This view of the lower front and underbelly areas of NASA's Mars rover Curiosity combines nine images taken by the rover's Mars Hand Lens Imager (MAHLI) during the 34th Martian day, or sol, of Curiosity's work on Mars (Sept. 9, 2012).
Curiosity's front Hazard-Avoidance cameras appear as a set of four blue eyes at the top center of the portrait. Fine-grain Martian dust can be seen adhering to the wheels, which are about 16 inches (40 centimeters) wide and 20 inches (50 centimeters) in diameter. The bottom of the rover is about 26 inches (66 centimeters) above the ground. On the horizon at the right is a portion of Mount Sharp, with dark dunes at its base.
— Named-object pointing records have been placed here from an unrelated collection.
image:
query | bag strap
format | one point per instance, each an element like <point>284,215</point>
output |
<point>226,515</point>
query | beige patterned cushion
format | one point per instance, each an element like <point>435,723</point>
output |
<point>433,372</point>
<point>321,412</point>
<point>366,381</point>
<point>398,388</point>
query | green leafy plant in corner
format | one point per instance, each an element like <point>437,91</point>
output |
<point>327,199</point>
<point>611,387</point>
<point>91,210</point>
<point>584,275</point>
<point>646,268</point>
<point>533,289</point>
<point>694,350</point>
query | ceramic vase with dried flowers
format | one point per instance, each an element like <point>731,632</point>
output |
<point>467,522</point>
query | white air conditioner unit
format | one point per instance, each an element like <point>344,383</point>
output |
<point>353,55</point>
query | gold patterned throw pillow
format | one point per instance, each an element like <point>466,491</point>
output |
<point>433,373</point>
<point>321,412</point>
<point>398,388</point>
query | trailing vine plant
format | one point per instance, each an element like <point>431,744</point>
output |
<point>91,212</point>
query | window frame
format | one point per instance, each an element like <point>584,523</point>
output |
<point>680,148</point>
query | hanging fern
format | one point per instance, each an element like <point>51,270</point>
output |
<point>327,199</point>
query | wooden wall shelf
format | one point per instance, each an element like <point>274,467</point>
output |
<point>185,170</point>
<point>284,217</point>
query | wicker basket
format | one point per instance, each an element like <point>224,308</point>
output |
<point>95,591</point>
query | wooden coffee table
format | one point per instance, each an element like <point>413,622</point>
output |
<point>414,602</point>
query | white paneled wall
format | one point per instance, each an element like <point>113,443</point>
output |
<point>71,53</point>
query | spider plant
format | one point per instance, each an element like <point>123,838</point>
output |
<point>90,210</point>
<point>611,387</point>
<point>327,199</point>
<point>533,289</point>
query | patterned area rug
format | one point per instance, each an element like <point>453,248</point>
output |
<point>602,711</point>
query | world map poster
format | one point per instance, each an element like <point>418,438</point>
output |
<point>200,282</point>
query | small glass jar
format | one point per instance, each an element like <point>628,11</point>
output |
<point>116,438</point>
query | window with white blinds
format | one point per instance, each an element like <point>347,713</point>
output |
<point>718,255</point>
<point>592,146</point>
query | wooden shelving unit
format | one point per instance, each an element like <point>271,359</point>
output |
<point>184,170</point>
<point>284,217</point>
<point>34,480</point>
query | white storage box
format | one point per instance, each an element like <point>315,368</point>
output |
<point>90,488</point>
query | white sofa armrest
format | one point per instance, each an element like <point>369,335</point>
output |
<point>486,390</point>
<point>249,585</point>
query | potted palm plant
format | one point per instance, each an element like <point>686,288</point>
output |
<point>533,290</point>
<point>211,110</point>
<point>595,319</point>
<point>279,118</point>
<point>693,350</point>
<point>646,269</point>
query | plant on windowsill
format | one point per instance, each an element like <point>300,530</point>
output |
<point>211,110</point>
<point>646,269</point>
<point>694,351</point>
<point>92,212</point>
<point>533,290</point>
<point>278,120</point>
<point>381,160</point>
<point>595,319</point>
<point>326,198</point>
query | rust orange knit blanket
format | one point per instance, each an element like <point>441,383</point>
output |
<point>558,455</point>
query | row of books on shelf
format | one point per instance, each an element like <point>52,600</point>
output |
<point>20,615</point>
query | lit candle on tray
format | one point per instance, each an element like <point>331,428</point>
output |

The camera is in the turret of tools at the end of Curiosity's robotic arm. The Sol 34 imaging by MAHLI was part of a week-long set of activities for characterizing the movement of the arm in Mars conditions. As this was a test to gain new information about operation of the instrument, the MAHLI team noted that two of the nine images acquired for this mosaic were not in focus.
The main purpose of Curiosity's MAHLI camera is to acquire close-up, high-resolution views of rocks and soil at the rover's Gale Crater field site. The camera is capable of focusing on any target at distances of about 0.8 inch (2.1 centimeters) to infinity, providing versatility for other uses, such as views of the rover itself from different angles.